Point Nepean is also known for being the place where Prime Minister Harold Holt vanished while still in office. It is quite funny that a country can simply lose a Prime Minister, but that is exactly what happened in Australia on the 17th December 1967. It is worth noting that the beaches at Point Nepean are extremely dangerous, contain treacherous rips, and under no circumstances should anybody enter the water for a bit of breast stroke or butterfly! The political leader of Australia however, unfathomed by all the warning signs, and clearly forgetting to take his common sense medication, paddled in for a quick dip at Cheviot Beach. He walked out about a couple of hundred feet, and then disappeared in an instant, never to be seen again, and with no trace of his body ever found.

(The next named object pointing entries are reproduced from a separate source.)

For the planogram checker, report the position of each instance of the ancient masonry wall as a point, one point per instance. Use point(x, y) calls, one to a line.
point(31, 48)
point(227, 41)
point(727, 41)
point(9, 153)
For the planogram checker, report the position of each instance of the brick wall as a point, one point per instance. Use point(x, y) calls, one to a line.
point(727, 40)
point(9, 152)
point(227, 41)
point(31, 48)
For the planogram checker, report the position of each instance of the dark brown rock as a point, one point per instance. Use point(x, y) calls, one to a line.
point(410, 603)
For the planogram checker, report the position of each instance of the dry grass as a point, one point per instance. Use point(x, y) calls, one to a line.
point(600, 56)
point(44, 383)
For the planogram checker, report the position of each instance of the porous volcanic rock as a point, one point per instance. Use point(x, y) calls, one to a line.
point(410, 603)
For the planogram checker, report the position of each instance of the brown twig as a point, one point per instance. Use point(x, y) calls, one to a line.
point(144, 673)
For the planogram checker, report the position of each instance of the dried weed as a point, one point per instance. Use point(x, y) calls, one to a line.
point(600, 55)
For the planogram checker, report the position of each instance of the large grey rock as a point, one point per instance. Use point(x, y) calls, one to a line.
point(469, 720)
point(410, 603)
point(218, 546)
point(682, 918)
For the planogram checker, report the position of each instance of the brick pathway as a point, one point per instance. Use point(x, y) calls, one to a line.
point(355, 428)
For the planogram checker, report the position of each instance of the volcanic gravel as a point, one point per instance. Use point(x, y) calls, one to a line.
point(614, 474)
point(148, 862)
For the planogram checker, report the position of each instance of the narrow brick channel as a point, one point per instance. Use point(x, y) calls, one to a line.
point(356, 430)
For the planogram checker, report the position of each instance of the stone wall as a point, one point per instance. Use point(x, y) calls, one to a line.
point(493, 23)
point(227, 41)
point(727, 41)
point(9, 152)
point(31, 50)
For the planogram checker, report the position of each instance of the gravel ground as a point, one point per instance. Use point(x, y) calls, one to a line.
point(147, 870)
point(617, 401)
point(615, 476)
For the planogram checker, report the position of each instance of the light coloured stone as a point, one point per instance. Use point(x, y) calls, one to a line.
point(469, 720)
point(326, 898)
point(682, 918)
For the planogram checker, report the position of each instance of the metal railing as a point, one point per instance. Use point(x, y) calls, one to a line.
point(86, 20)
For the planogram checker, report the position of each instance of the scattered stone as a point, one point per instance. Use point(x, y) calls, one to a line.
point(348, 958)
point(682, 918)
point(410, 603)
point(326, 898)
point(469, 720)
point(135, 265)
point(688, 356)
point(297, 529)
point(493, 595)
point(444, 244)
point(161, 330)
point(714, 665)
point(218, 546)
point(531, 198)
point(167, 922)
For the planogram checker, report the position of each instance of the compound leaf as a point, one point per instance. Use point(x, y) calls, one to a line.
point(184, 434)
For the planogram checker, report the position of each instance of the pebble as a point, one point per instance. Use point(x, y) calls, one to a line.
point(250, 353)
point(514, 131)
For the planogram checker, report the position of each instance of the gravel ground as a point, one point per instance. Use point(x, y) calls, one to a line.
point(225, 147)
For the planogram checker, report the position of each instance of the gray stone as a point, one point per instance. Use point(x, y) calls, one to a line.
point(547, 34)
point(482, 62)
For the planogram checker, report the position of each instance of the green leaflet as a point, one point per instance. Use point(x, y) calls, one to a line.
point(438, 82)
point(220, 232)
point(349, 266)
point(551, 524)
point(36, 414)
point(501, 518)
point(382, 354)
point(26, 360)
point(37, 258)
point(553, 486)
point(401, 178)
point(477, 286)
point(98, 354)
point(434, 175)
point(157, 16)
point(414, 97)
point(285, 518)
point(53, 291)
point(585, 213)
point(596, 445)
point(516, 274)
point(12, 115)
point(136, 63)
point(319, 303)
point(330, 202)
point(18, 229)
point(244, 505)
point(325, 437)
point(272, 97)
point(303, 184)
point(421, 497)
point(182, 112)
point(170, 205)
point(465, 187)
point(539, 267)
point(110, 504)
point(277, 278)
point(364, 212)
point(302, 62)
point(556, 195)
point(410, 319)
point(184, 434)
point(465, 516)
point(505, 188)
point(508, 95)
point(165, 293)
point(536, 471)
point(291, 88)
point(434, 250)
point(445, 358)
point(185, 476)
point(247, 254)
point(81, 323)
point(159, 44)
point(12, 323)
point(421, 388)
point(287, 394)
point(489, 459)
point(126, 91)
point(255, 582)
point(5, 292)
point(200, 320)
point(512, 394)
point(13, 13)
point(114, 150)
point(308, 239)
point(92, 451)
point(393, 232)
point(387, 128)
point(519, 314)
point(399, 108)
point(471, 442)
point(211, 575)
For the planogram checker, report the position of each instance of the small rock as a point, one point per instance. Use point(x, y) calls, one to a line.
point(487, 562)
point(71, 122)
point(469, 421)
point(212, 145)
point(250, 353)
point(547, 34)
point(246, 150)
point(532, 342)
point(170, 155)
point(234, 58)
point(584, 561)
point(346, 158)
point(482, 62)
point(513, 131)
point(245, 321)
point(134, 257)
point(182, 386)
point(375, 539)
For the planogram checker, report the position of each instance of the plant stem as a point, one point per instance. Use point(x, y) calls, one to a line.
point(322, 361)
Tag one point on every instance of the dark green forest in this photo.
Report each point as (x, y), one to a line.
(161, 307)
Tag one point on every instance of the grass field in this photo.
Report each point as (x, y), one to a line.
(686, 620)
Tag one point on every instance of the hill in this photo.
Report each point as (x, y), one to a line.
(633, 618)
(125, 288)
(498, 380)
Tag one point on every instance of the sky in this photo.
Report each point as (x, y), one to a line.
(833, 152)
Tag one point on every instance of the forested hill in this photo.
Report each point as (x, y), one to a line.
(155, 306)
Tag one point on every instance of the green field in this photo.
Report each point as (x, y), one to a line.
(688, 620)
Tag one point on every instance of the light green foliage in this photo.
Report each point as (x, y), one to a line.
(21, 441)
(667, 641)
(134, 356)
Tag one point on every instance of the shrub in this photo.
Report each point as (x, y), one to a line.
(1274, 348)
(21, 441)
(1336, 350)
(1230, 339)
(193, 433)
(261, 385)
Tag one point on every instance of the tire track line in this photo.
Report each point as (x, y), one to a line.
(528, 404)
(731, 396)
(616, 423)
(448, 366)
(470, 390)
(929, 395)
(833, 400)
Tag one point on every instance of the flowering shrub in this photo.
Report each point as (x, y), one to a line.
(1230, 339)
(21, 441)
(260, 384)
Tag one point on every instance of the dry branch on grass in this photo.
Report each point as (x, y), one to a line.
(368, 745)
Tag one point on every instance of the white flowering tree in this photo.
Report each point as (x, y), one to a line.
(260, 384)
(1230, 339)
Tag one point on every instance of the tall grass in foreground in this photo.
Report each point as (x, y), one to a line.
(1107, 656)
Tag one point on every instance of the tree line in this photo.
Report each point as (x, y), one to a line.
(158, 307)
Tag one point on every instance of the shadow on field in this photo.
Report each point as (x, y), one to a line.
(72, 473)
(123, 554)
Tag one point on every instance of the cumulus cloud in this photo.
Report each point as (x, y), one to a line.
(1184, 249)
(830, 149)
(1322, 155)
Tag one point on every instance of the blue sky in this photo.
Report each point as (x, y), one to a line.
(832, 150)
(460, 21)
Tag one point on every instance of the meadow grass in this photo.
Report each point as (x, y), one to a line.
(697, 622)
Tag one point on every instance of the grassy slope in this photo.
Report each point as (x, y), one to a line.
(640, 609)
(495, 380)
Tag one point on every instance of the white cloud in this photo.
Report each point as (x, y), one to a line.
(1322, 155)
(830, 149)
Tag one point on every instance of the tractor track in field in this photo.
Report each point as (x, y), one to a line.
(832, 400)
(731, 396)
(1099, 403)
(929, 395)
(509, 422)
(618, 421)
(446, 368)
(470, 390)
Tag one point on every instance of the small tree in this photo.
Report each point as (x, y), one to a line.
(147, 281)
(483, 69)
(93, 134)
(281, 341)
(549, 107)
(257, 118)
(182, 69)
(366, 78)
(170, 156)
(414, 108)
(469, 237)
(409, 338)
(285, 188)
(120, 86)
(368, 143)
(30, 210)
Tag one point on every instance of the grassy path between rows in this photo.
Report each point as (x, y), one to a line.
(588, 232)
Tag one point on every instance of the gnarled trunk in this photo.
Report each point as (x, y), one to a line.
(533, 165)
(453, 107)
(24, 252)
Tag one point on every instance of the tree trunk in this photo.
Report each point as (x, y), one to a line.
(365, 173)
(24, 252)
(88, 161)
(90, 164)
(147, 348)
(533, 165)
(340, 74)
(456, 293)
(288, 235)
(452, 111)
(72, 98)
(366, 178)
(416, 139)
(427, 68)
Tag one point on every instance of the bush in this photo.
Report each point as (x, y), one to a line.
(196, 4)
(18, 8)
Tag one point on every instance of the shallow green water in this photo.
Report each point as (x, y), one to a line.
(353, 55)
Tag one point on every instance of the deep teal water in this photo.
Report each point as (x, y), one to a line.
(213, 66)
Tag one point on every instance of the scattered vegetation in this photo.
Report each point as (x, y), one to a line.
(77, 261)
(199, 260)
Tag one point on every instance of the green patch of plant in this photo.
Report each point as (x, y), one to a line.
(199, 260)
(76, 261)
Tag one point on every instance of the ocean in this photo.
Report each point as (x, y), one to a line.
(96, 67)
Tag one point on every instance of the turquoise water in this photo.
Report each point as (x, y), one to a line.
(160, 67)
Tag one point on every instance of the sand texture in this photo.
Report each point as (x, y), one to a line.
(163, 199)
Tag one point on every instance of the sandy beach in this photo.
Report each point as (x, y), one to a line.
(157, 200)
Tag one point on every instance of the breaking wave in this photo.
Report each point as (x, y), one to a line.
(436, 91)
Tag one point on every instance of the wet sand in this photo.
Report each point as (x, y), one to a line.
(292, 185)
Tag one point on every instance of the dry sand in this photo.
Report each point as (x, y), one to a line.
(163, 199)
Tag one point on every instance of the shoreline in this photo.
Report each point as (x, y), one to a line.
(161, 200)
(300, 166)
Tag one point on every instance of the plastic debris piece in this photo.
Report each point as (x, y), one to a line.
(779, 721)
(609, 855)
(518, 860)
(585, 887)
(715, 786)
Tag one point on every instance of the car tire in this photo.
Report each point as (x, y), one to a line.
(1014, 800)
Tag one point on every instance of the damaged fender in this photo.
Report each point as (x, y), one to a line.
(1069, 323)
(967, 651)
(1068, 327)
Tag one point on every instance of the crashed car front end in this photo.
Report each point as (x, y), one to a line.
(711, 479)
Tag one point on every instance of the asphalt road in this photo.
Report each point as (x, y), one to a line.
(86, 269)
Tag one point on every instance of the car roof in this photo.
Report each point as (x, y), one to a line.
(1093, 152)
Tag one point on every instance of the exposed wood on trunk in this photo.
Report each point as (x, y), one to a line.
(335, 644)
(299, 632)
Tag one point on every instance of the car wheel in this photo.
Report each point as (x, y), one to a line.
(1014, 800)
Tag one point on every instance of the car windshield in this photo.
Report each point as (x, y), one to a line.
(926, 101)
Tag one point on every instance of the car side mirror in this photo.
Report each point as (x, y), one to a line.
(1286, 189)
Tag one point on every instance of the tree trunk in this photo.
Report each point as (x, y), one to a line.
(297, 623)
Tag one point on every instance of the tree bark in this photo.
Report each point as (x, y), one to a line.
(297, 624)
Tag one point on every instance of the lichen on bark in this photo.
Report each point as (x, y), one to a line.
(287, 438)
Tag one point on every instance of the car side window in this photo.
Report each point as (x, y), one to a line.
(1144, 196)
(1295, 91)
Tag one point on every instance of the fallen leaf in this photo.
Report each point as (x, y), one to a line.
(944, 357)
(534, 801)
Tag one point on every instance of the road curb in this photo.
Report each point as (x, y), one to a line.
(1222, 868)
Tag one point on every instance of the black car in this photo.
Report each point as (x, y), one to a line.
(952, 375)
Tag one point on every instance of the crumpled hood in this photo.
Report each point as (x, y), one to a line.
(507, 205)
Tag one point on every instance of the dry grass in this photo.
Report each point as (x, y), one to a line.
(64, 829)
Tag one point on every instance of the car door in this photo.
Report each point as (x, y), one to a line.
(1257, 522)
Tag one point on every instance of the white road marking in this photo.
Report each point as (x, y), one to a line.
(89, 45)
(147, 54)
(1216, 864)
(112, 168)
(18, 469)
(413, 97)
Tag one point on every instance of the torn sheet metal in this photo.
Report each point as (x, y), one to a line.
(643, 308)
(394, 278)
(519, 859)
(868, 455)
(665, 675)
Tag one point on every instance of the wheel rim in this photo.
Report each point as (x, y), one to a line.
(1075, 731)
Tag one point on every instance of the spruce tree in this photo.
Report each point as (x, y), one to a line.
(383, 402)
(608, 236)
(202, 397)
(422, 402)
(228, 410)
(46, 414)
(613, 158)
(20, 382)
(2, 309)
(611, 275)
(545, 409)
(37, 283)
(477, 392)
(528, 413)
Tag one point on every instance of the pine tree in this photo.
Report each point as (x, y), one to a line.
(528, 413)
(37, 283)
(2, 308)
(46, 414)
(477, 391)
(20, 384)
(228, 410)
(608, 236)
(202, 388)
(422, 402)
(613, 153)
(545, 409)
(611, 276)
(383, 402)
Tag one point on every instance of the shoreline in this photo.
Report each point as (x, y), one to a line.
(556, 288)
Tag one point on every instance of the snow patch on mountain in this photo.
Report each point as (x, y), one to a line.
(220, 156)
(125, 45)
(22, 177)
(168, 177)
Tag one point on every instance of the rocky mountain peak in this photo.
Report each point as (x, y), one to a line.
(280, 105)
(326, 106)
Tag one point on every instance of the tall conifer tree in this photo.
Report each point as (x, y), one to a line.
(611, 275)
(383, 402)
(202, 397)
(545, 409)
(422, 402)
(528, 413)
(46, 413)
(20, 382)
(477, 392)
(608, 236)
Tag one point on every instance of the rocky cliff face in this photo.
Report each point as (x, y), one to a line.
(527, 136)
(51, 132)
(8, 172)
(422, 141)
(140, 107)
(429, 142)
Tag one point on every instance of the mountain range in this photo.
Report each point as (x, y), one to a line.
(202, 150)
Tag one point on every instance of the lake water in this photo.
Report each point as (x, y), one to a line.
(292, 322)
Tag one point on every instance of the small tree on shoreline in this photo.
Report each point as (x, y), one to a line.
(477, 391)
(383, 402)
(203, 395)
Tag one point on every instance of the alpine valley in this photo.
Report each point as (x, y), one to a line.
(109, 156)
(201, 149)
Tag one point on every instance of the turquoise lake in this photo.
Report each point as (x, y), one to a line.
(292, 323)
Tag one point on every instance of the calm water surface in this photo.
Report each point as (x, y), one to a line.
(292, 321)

It is hard to believe that somebody holding such a high position could be so atrociously stupid to risk his life for the sake of a bit of a swim and surf. It is because of this that numerous conspiracy theories have developed, from the very possible claims that he committed suicide, to the ludicrous and comical suggestions that he was kidnapped by a Chinese submarine, or abducted by a UFO. In any case his death will forever remain a mystery. The interesting thing about all of this is that it really is not seen as a big deal. The incident is pretty much forgotten now, most young Australians have no knowledge about this event at all, and overlooking Cheviot Beach there exists just a tiny memorial plaque in his honour. In Melbourne however, there is one thing which bears the name of Harold Holt… a swimming pool. God bless Australians and their unique sense of humour!
The Athletics Victoria track and field season has been a big part of my life down here over the last six months or so. During this time I have begun to take my training a lot more seriously and have brought my 400 metres time down from 64.04 seconds to 58.68. However, I won’t bore you with stats and figures that don’t really have much meaning to those who don’t follow the sport. What I will mention briefly however is one event which stands head and shoulders above the rest – the Victorian State Decathlon Championships. I competed in this competition back in February and it was honestly among the most enjoyable weekends I have had since arriving in Australia. For those who are not aware, the decathlon is a 10 event track and field competition, spread over two days, comprising the following: 100m, Long Jump, Shot Putt, High Jump, 400m, 110m Hurdles, Discus Throw, Pole Vault, Javelin Throw, and 1500m. Points are scored based on how well you perform in each event, and the person with the greatest total at the end of this gruelling competition is determined the winner. It was no secret that I was a complete novice in the majority of these events, but never once did I feel out of place among the faster, stronger and fitter athletes on show. While everybody was competing against each other, for these couple of days brief friendships developed, with each person encouraging the rest of their compatriots on. Some of my competitors even kindly gave me a crash coaching session to try to improve my technique over the jumping and throwing events that I am not accustomed to. The memory of the camaraderie among the 20 decathletes competing is something which will remain with me for a long time.
My big trip of 2012 will be in July and August when I visit home for four weeks, incorporating eight days in London for the Olympic Games. In a few weeks’ time I head to Hobart, the capital of Tasmania, for a three day weekend. I’ll make sure to update then.